Today was one of those days where it was sweltering hot at midday, so I Promised My Self I would wait till the afternoon to paint and head out no later than four. When four o’clock rolled around, I was looking for any excuse not to paint, I just didn’t feel like it. But this is where painting is different from Writing. When I don’t feel like Writing, that’s the Universe’s Way of letting Me know it’s okay to not Write. But when I don’t feel like painting, it’s always My ego making an excuse, it’s not the Voice of God, it’s the Voice of My insecurity. That’s the difference.
So, despite really not wanting to collect all My stuff and set up My paints, I turned the Voice of My ego off and started carting out the easel. It takes about ten minutes to set up, which isn’t really so bad when One considers it’s roughly three trips back and forth with stuff. Even more interesting, the Universe wasn’t done testing My resolve yet.

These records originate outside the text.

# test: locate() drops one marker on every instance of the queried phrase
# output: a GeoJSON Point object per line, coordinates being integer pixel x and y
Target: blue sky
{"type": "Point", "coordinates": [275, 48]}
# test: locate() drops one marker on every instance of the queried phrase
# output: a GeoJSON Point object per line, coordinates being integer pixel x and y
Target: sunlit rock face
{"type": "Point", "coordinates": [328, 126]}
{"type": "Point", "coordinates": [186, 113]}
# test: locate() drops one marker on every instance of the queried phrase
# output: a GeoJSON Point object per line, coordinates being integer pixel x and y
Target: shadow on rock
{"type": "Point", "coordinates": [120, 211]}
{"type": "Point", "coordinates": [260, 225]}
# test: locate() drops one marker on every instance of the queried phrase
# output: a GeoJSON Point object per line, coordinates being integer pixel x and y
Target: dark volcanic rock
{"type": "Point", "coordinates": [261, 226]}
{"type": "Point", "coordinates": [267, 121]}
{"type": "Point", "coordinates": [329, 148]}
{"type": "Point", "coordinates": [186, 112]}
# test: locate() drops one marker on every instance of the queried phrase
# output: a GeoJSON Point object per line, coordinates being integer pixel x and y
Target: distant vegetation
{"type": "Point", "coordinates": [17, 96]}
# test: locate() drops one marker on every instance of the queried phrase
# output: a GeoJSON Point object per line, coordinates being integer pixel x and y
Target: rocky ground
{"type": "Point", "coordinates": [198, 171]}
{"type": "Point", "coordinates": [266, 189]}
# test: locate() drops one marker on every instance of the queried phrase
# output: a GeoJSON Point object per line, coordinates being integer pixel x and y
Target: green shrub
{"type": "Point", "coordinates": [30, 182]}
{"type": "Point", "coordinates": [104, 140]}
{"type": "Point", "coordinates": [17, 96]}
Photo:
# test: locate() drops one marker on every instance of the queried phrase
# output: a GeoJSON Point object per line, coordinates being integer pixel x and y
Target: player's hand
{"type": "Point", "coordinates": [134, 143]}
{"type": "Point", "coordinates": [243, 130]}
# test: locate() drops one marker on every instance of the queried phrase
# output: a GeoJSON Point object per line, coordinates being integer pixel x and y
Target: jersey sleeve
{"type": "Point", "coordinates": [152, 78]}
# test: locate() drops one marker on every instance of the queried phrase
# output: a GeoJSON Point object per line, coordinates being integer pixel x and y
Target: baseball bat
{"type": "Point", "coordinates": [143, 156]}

Just a few minutes after I finished setting up and put paint on My brush, it started to rain! Now, this would have been the perfect opportunity to pack everything up and assert that it was not God’s Will for Me to paint today, but I knew that was a lie. How did I know it was a lie? One of the children were already out there, excited to see Me painting. When the rain started, the child said to Me, “Don’t worry, it’s not going to last.”
Again, the Voice of God – especially children because they have less programs installed to interfere with their operating system. The rain did stop roughly five minutes after it started, and it was beautiful for the rest of the evening. I painted from just after four until around seven when I started packing up. Just as I’m collecting My stuff to start heading inside, a Man and fellow Artist I have had the Pleasure of tall King with several times, ran over to Me, clearly excited.
“I have been as King for You for the last couple of days, I keep missing You and I have an important Gift for You, and it comes directly from God.”
I told My Friend that I had just finished having a conversation with some One else about how everything is God, so every One is the Voice of God, and every One’s Hand is the Hand of God. He smiled at Me and said, “Then You Will really Love this Gift, because We believe this, too.”
I have Wished for a Qur’an ever since the film V for Vendetta because I also have an appreciation for calligraphy and the beautiful Writing, even though I can’t understand the Words. This Book Gives Me both the English and Arabic so that I can translate My Self. A [Muslim] Friend told Me once when I was as King about acquiring a Qur’an that it is better for Me [because I’m not Muslim] if some One Gives Me one – then it is considered the Hand and Will of God.
My Friend brought Me the Book because he said he believes that when he sees Me painting, he believes I am doing God’s work, and he Wishes to encourage Me to keep doing it. I Wish to say a very Special thank ‘King You’ to My Friend who Gifted Me with this Fabulous Book, The Kingdom of Heaven Found a Sean Will Treasure it forever.
These are some of the not so little Ways God speaks to Me and encourages Me to Keep painting these dis-Honourable State Actors for My Exhibit-Sean. Believe Me, I am sick and tired of looking at ‘What’s on’s face, and cannot wait to get his Portrait done.
I am still hoping to get My Claim against My Brother, Sister and her lawyer Posted to a Page later this evening, but it may be early Fabulous Friday morning before it is Published.